Wikileaks y la fuerza desaparecida
La prensa ya no es capaz de enfrentarse al poder porque carece de la fuerza que le otorgaban millones de lectores
Cuando una empresa periodística, pongamos por caso la sociedad editora de un periódico, dice estar al servicio de sus lectores, tómense la cosa con un sano escepticismo. Las empresas se dedican a ganar dinero (o a perder lo menos posible), a satisfacer los objetivos políticos y comerciales de sus principales accionistas y, en último extremo, a sobrevivir. Una buena empresa periodística es la que, en términos generales, permite que sus periodistas mantengan la independencia y honestidad que cada uno quiera otorgarse a sí mismo y sirvan al lector hasta donde les sea posible. No hay más.

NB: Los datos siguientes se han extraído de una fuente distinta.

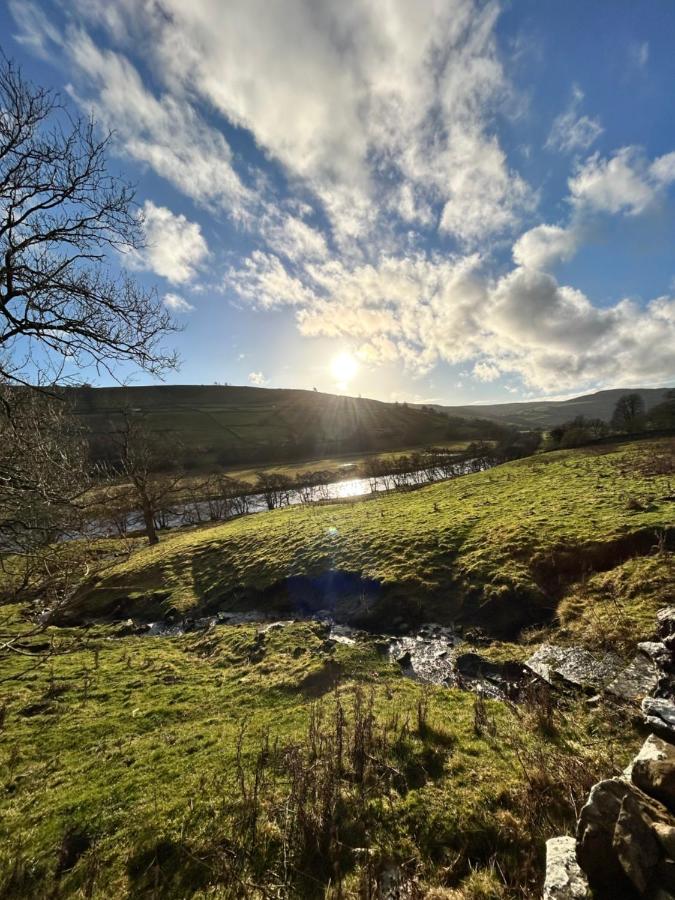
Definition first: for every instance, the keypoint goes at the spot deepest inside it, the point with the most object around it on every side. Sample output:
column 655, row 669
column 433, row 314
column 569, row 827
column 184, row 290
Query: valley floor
column 249, row 762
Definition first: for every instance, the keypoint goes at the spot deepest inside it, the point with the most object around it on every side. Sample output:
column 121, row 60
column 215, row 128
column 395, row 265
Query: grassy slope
column 499, row 547
column 120, row 770
column 234, row 424
column 546, row 413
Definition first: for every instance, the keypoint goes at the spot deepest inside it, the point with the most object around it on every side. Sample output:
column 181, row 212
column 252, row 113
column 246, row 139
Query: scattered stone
column 500, row 679
column 659, row 715
column 637, row 680
column 575, row 666
column 618, row 846
column 666, row 621
column 273, row 626
column 656, row 650
column 564, row 878
column 653, row 770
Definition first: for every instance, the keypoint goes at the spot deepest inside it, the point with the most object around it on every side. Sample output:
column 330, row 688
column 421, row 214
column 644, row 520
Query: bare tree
column 61, row 213
column 629, row 413
column 43, row 482
column 142, row 456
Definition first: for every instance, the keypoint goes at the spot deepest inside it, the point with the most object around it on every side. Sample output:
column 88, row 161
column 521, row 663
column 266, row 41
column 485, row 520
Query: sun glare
column 344, row 367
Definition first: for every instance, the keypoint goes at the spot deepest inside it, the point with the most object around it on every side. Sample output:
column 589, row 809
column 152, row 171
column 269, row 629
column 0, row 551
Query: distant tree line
column 630, row 416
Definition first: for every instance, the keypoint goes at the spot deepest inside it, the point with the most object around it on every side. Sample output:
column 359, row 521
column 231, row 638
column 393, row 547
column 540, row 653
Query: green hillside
column 547, row 413
column 226, row 425
column 252, row 761
column 501, row 548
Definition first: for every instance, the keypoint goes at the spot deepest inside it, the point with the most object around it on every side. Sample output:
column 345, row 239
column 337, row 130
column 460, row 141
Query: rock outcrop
column 564, row 878
column 625, row 844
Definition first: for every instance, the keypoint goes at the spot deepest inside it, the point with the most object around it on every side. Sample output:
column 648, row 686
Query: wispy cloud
column 572, row 131
column 175, row 247
column 176, row 303
column 258, row 379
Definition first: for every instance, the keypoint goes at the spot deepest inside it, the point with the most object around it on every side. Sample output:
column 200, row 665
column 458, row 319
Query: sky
column 434, row 201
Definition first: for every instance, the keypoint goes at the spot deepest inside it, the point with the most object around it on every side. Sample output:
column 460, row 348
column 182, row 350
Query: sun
column 344, row 367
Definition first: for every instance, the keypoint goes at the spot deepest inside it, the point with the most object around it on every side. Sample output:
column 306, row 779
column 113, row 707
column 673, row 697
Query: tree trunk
column 149, row 520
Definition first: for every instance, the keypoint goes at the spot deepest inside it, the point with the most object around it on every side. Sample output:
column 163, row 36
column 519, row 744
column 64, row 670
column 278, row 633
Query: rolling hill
column 222, row 425
column 547, row 413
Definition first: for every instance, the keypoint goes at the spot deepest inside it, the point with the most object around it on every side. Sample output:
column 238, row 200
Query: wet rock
column 659, row 715
column 507, row 679
column 624, row 840
column 637, row 680
column 477, row 636
column 129, row 627
column 653, row 770
column 343, row 634
column 665, row 619
column 564, row 878
column 656, row 650
column 575, row 666
column 273, row 626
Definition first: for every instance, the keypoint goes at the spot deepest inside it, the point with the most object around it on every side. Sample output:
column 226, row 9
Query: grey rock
column 657, row 650
column 637, row 680
column 653, row 770
column 666, row 620
column 659, row 715
column 564, row 878
column 574, row 665
column 624, row 840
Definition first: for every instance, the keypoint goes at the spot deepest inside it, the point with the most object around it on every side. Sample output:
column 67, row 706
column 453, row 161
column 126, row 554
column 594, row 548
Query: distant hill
column 547, row 413
column 220, row 425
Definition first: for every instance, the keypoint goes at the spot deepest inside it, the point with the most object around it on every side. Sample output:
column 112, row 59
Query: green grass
column 120, row 769
column 501, row 548
column 211, row 426
column 172, row 767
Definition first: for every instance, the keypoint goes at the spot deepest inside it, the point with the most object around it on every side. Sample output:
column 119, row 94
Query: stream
column 201, row 512
column 432, row 654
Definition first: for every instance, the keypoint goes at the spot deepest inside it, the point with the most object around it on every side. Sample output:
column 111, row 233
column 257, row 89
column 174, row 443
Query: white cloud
column 638, row 54
column 175, row 246
column 258, row 379
column 663, row 169
column 352, row 101
column 618, row 184
column 420, row 311
column 176, row 303
column 164, row 132
column 571, row 131
column 484, row 371
column 545, row 245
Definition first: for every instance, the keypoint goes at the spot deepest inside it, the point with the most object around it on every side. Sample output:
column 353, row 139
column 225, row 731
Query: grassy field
column 501, row 548
column 209, row 426
column 236, row 763
column 205, row 766
column 547, row 413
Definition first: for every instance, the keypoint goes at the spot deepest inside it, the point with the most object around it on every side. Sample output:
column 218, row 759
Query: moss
column 500, row 548
column 617, row 609
column 129, row 780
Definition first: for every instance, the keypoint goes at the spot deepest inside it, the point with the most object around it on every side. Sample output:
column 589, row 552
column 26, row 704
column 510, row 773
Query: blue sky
column 465, row 201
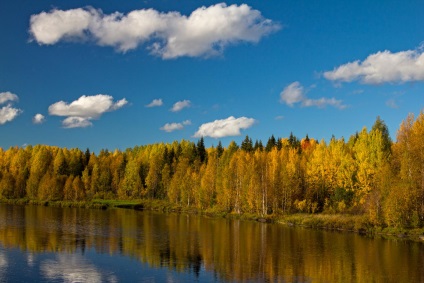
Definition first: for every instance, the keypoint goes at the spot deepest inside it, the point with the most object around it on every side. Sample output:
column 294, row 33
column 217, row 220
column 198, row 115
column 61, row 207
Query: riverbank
column 339, row 222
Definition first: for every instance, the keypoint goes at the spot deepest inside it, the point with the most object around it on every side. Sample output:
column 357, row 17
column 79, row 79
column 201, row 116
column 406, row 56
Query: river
column 47, row 244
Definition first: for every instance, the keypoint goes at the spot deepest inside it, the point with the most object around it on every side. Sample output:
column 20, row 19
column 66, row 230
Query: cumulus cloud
column 392, row 104
column 180, row 105
column 80, row 112
column 170, row 127
column 155, row 103
column 224, row 128
column 38, row 119
column 8, row 96
column 205, row 32
column 76, row 122
column 382, row 67
column 294, row 93
column 8, row 113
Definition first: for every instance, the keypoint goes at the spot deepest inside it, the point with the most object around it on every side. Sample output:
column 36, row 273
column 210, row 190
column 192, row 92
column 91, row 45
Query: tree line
column 367, row 174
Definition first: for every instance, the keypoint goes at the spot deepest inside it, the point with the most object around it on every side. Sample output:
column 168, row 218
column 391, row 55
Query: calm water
column 82, row 245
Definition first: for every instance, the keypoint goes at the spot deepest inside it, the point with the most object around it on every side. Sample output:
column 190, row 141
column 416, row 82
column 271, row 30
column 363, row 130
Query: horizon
column 118, row 75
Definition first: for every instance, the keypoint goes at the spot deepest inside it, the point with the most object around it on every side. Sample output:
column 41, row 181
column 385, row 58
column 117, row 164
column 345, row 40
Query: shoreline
column 334, row 222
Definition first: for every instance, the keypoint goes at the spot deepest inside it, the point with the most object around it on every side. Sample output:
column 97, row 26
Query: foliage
column 370, row 175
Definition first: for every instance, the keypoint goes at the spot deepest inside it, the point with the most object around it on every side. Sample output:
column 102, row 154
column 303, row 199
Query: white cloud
column 51, row 27
column 170, row 127
column 81, row 111
column 8, row 114
column 76, row 122
column 323, row 102
column 295, row 93
column 180, row 105
column 382, row 67
column 87, row 106
column 38, row 119
column 224, row 128
column 205, row 32
column 392, row 104
column 8, row 96
column 155, row 103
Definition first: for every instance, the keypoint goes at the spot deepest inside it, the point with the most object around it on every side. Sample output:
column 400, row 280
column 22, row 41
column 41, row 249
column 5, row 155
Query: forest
column 368, row 174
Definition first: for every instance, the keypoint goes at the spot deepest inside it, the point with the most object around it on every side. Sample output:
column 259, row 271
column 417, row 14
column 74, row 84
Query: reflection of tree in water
column 72, row 268
column 230, row 250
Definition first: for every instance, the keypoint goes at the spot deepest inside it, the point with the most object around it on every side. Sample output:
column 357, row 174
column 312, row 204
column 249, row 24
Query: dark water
column 47, row 244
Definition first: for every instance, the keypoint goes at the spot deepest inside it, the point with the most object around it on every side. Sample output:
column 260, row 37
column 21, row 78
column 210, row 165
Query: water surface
column 48, row 244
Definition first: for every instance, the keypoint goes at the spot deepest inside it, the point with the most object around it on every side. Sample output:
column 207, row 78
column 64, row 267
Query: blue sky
column 115, row 74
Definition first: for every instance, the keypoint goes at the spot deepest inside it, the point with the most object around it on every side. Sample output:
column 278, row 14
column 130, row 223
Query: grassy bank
column 353, row 223
column 341, row 222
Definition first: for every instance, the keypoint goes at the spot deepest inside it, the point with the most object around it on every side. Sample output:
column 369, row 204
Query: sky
column 117, row 74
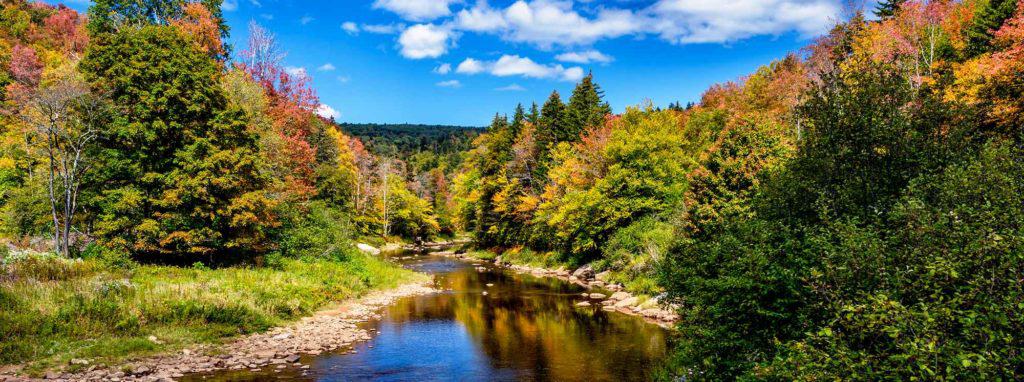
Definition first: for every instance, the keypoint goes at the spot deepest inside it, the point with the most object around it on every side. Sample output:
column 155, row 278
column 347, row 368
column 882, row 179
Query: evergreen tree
column 888, row 8
column 111, row 15
column 518, row 120
column 178, row 175
column 989, row 17
column 535, row 115
column 586, row 109
column 552, row 120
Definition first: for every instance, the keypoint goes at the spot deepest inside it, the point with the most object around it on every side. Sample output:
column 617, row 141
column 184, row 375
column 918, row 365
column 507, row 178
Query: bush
column 320, row 232
column 635, row 253
column 939, row 298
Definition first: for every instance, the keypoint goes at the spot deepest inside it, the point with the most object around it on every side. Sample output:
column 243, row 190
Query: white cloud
column 296, row 71
column 350, row 28
column 383, row 29
column 328, row 112
column 585, row 57
column 480, row 18
column 696, row 22
column 546, row 24
column 450, row 83
column 516, row 66
column 416, row 10
column 425, row 41
column 443, row 69
column 470, row 67
column 512, row 87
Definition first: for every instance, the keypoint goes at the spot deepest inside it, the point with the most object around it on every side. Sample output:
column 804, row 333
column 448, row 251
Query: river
column 488, row 325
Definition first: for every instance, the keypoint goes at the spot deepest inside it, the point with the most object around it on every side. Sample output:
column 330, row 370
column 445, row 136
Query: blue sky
column 452, row 61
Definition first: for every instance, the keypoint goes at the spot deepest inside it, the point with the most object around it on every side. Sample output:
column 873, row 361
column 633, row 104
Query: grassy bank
column 638, row 279
column 52, row 310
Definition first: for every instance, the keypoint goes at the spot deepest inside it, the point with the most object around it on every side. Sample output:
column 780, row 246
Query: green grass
column 52, row 310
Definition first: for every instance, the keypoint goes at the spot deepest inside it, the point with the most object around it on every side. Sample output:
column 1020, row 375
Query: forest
column 853, row 211
column 850, row 212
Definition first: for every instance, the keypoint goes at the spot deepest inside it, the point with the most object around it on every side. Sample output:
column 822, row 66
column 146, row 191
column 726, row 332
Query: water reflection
column 524, row 328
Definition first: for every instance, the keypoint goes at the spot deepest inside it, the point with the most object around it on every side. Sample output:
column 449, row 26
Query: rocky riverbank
column 279, row 348
column 608, row 296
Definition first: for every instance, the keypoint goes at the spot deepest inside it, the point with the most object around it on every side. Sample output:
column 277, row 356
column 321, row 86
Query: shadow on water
column 525, row 328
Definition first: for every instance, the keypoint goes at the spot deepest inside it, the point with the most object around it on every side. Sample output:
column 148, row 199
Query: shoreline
column 610, row 297
column 282, row 347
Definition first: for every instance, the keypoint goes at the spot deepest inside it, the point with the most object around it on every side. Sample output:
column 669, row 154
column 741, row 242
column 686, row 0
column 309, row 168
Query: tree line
column 852, row 212
column 135, row 129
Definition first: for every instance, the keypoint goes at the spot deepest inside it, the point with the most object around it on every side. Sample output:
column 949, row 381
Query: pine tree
column 586, row 109
column 518, row 119
column 535, row 115
column 552, row 120
column 888, row 8
column 989, row 17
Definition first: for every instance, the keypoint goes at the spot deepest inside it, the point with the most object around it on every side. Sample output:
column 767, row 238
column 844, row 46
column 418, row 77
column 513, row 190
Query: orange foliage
column 203, row 27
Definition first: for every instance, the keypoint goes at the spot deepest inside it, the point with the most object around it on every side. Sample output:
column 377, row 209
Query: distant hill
column 407, row 139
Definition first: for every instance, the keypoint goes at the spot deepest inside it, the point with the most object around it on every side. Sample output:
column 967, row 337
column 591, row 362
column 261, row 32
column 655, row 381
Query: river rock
column 629, row 301
column 620, row 296
column 368, row 249
column 584, row 272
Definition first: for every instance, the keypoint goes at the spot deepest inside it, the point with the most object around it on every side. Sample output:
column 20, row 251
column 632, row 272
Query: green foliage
column 107, row 16
column 740, row 292
column 635, row 253
column 180, row 174
column 410, row 216
column 91, row 310
column 990, row 14
column 317, row 231
column 586, row 109
column 938, row 298
column 642, row 171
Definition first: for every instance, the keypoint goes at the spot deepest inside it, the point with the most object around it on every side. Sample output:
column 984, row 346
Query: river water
column 523, row 329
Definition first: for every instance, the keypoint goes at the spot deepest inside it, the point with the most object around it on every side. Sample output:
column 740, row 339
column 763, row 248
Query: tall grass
column 54, row 309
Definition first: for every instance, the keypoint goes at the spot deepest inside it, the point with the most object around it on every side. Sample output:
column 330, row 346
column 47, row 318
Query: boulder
column 620, row 296
column 368, row 249
column 584, row 272
column 629, row 301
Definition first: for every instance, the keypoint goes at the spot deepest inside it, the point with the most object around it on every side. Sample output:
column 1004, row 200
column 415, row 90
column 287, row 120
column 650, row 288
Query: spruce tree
column 987, row 19
column 535, row 115
column 552, row 120
column 586, row 109
column 888, row 8
column 518, row 119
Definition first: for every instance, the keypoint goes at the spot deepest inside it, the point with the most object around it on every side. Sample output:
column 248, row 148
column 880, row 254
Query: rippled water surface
column 525, row 328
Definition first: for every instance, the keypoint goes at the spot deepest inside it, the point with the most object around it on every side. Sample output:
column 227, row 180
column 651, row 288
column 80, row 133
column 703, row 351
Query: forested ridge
column 850, row 212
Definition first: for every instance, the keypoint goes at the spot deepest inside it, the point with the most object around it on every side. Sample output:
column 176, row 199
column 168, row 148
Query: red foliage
column 66, row 29
column 203, row 27
column 25, row 66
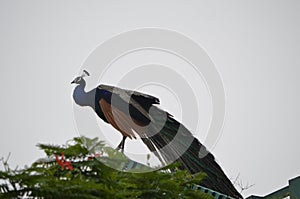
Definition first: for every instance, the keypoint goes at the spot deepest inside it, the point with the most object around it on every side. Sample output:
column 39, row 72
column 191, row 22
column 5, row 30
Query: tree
column 75, row 171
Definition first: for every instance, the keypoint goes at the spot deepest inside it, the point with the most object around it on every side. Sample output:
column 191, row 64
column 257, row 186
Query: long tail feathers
column 171, row 141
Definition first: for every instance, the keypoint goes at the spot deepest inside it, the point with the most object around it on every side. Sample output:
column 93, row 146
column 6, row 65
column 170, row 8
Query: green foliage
column 89, row 177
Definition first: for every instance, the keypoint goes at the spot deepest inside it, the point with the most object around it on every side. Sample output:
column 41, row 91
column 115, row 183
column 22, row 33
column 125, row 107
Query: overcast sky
column 255, row 46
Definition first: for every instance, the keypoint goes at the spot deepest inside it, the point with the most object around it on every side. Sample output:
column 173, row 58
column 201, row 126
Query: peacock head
column 79, row 79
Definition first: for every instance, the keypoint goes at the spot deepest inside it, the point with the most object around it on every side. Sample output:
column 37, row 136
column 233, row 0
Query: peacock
column 135, row 114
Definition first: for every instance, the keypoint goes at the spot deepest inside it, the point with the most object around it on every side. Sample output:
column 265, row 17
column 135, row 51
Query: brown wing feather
column 120, row 121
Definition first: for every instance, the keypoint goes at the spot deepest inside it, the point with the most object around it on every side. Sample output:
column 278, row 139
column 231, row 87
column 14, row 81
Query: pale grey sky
column 254, row 44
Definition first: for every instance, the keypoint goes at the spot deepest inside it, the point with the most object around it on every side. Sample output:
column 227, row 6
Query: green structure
column 292, row 191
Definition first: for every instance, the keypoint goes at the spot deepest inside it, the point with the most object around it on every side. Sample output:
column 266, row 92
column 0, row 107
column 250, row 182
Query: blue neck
column 83, row 98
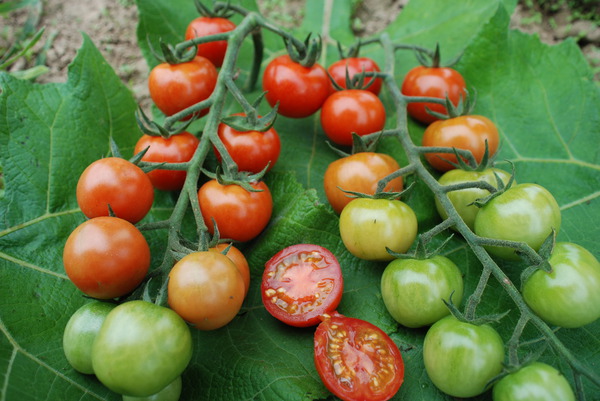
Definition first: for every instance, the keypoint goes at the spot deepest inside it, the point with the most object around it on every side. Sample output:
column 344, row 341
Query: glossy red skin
column 351, row 110
column 354, row 66
column 116, row 182
column 432, row 82
column 300, row 283
column 178, row 148
column 175, row 87
column 205, row 26
column 352, row 345
column 464, row 132
column 106, row 257
column 240, row 215
column 299, row 90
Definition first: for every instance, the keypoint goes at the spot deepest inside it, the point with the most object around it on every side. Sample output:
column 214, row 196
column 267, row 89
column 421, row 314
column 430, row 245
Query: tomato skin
column 175, row 87
column 106, row 257
column 525, row 212
column 464, row 132
column 205, row 26
column 350, row 353
column 460, row 358
column 432, row 82
column 413, row 289
column 141, row 348
column 299, row 90
column 116, row 182
column 240, row 215
column 369, row 226
column 569, row 296
column 351, row 110
column 359, row 172
column 300, row 283
column 178, row 148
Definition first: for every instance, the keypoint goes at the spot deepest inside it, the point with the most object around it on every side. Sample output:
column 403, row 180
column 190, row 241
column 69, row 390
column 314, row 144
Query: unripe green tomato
column 81, row 331
column 413, row 289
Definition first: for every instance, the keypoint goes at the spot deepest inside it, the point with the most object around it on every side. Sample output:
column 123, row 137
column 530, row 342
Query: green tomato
column 369, row 226
column 81, row 331
column 141, row 348
column 413, row 289
column 462, row 199
column 534, row 382
column 524, row 213
column 569, row 296
column 461, row 358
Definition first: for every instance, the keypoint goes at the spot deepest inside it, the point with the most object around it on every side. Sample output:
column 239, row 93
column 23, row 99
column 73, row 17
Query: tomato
column 205, row 26
column 106, row 257
column 141, row 348
column 117, row 183
column 81, row 331
column 464, row 132
column 461, row 358
column 175, row 87
column 413, row 289
column 206, row 289
column 356, row 360
column 463, row 198
column 432, row 82
column 178, row 148
column 240, row 215
column 359, row 172
column 534, row 382
column 353, row 66
column 300, row 283
column 251, row 150
column 299, row 90
column 351, row 110
column 569, row 296
column 369, row 226
column 525, row 212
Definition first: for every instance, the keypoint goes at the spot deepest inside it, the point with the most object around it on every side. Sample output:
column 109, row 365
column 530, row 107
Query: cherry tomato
column 206, row 289
column 525, row 213
column 569, row 296
column 240, row 215
column 413, row 289
column 251, row 150
column 357, row 360
column 432, row 82
column 106, row 257
column 461, row 358
column 369, row 226
column 300, row 283
column 299, row 90
column 117, row 183
column 141, row 348
column 205, row 26
column 464, row 132
column 359, row 172
column 175, row 87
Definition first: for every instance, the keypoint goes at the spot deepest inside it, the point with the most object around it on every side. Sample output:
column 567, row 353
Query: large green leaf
column 542, row 98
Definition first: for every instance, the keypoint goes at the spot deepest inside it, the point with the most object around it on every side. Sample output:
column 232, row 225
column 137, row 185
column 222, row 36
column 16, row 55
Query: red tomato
column 300, row 283
column 432, row 82
column 356, row 360
column 175, row 149
column 240, row 215
column 250, row 150
column 117, row 183
column 175, row 87
column 464, row 132
column 299, row 90
column 205, row 26
column 106, row 257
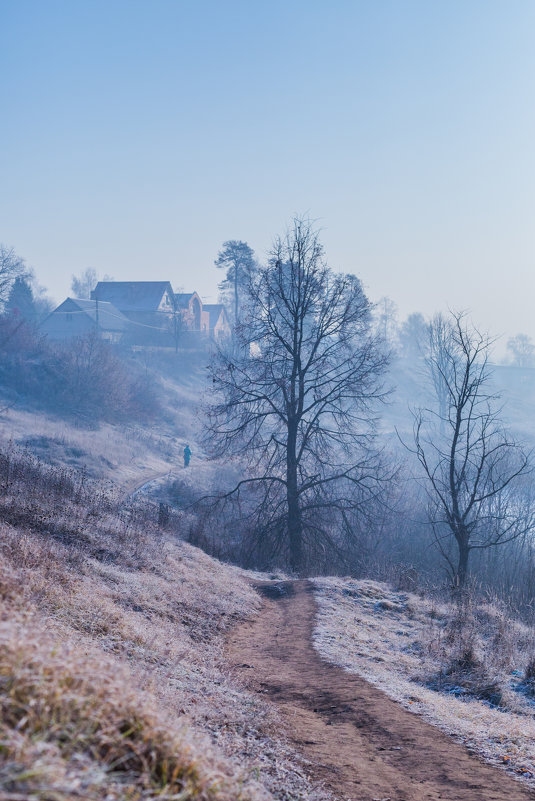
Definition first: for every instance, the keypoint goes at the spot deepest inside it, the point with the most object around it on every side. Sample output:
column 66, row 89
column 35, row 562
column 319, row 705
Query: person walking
column 187, row 455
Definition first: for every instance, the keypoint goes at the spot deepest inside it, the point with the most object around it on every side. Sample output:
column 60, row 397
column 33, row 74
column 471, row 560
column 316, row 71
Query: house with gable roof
column 79, row 316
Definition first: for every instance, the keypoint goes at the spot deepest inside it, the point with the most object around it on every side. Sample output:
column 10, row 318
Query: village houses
column 140, row 313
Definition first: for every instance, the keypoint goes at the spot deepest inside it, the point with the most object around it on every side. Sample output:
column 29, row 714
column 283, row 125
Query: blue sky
column 137, row 136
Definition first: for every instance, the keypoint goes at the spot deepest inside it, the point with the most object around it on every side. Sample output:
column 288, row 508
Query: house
column 193, row 315
column 76, row 317
column 148, row 302
column 218, row 322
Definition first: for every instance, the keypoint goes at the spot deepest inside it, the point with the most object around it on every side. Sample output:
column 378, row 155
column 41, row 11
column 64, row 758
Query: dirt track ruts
column 361, row 744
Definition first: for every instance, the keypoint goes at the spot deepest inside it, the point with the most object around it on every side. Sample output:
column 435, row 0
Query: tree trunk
column 235, row 295
column 295, row 524
column 462, row 565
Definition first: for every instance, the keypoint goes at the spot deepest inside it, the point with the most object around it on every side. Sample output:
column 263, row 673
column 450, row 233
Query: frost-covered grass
column 113, row 680
column 463, row 668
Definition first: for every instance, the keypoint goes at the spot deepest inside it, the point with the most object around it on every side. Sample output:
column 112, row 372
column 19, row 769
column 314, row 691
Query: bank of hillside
column 468, row 667
column 113, row 683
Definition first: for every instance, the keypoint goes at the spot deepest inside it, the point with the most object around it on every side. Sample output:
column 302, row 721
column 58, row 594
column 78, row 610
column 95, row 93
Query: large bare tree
column 297, row 397
column 474, row 472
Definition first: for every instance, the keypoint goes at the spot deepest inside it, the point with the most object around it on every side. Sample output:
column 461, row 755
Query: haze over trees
column 522, row 350
column 83, row 284
column 297, row 399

Por eso las redacciones miran de reojo los movimientos empresariales pero se atienen al termómetro de la dirección: si esa figura que engarza los dos mundos, el de los propietarios y el de los periodistas, es capaz de mantener un equilibrio soportable, vamos tirando. Se trata de un trabajo difícil. Requiere en ocasiones rechazar lo que exigen los contables, resistir presiones internas y externas y proteger (o saber simular que protege) a esa peña a la vez fatua y sacrificada que compone cualquier redacción.
Este ejercicio de hipocresía controlada, tan humano (recuerden que no habría convivencia posible si todos dijéramos en todo momento lo que pensamos en los términos con que lo pensamos), muestra en ocasiones sus límites. Una empresa obsesionada por sobrevivir a cualquier precio (cuando hablamos de empresa hablamos, más que de los accionistas, de un grupo de ejecutivos extremadamente bien pagados) tiende a elegir un mal director y provoca un desastre.
Pero hay algo peor que eso: la falta de credibilidad, un mal de alcance planetario especialmente grave en España. De ese mal emana la escasez de lectores. Que, para el negocio del que hablamos, es el mal supremo.
En 1971, The New York Times y The Washington Post empezaron a publicar los llamados Papeles del Pentágono, un vastísimo documento secreto sobre la guerra de Vietnam. El presidente Richard Nixon intentó frenar la publicación por todos los medios a su alcance, incluyendo las amenazas más groseras. El Tribunal Supremo acabó dando la razón a los periódicos. Por la primera enmienda, que garantiza la libertad de expresión. Y, no nos engañemos, porque los periódicos eran fuertes gracias a millones de lectores.
Ahora, Julien Assange, factótum de WikiLeaks, la plataforma que reveló una cantidad ingente de documentos secretos (recogidos en este periódico) y demostró una vez más que el poder delinque y encubre celosamente sus delitos, está pendiente de la extradición a Estados Unidos. Lo que valía para los “papeles del Pentágono” no vale para WikiLeaks. Assange lleva una década de encierro. Y la prensa no hace nada. Bueno, sí hace: informa sobre el caso. No puede hacer más. Ya no es capaz de enfrentarse frontalmente al poder porque carece de su antigua fuerza, la que le otorgaban millones de lectores, la que le permitía emprender cruzadas justas (y no tan justas, de acuerdo) con el respaldo de la llamada “opinión pública”.
Hay quien piensa que así es mejor. Tengo mis dudas. A menos lectores, más sectarismo y más dependencia de factores espurios. A menos lectores, más gobiernos estrafalarios y perniciosos. A menos lectores, ganan los contables y pierden los periodistas. Lo vemos a diario.